Introduction/Background There is no clear guidance for systemic treatment in patients with advanced/recurrent endometrial cancer (EC). Hormonal therapies can be considered in a palliative setting, yet there is a lack of biomarkers to predict a therapeutic response to the drug. This study aimed to identify effective biomarkers from tumor transcriptomics and develop artificial intelligence (AI) models which can predict the therapeutic response of patients to hormonal drugs.

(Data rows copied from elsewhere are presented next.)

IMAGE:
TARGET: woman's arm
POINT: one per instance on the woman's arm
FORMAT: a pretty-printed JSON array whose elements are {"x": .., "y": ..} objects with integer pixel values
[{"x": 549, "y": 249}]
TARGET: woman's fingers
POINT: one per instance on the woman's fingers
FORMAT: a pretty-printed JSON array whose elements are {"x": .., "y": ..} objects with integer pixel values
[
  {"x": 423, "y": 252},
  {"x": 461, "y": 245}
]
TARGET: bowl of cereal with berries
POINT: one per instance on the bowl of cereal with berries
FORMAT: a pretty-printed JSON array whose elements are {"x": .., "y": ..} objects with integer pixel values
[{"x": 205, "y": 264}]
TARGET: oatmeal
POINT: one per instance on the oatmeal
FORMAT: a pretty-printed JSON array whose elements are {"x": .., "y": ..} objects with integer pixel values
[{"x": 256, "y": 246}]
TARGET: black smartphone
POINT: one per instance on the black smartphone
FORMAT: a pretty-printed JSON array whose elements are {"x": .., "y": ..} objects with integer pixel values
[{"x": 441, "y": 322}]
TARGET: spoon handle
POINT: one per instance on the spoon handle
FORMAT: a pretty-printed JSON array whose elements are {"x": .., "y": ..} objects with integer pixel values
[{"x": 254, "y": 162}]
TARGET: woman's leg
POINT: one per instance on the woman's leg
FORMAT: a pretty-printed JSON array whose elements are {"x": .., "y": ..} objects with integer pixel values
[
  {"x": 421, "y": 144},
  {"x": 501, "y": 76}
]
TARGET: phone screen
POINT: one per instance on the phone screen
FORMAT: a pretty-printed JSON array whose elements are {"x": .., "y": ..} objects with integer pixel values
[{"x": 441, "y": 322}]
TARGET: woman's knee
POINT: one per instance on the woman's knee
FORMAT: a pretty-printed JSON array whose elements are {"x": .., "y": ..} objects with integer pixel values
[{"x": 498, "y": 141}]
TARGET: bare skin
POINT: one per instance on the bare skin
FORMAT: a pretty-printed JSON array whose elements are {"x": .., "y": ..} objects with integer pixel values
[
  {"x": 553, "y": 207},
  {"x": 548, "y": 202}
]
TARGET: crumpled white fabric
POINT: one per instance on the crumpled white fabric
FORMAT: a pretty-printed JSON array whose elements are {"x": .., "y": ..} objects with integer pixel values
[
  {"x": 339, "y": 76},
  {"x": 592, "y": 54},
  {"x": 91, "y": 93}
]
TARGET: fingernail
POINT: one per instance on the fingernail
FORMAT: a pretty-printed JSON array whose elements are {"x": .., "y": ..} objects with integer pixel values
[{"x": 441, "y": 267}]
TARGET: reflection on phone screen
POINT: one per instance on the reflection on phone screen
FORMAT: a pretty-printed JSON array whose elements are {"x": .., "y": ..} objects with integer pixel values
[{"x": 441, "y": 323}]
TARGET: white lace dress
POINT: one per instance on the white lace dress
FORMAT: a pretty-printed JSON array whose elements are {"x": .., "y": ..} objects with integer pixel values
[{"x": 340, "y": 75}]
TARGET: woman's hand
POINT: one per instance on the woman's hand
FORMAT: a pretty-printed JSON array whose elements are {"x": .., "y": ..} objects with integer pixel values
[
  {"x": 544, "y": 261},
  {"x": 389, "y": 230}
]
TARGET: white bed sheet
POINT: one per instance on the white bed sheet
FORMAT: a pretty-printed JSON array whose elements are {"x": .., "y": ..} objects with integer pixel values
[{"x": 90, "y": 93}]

Methodology The PROMOTE study population was previously described (van Weelden et al, AJOG 2021) and included patients with advanced stage/recurrent EC treated with hormonal drugs. Tumor samples from a total of 61 patients (out of the full cohort of 102 eligible patients) with sufficient isolated RNA were subjected to RNA-seq (Illumina). Patients were grouped according to their response to Clinical Benefit Rate (CBR: complete response, partial response and stable disease) and Response Rate (RR: complete response, partial response) were computed. Univariate analysis based on DESeq2 method and multivariate analysis based on principle component analysis and recursive feature elimination were applied using R Studio.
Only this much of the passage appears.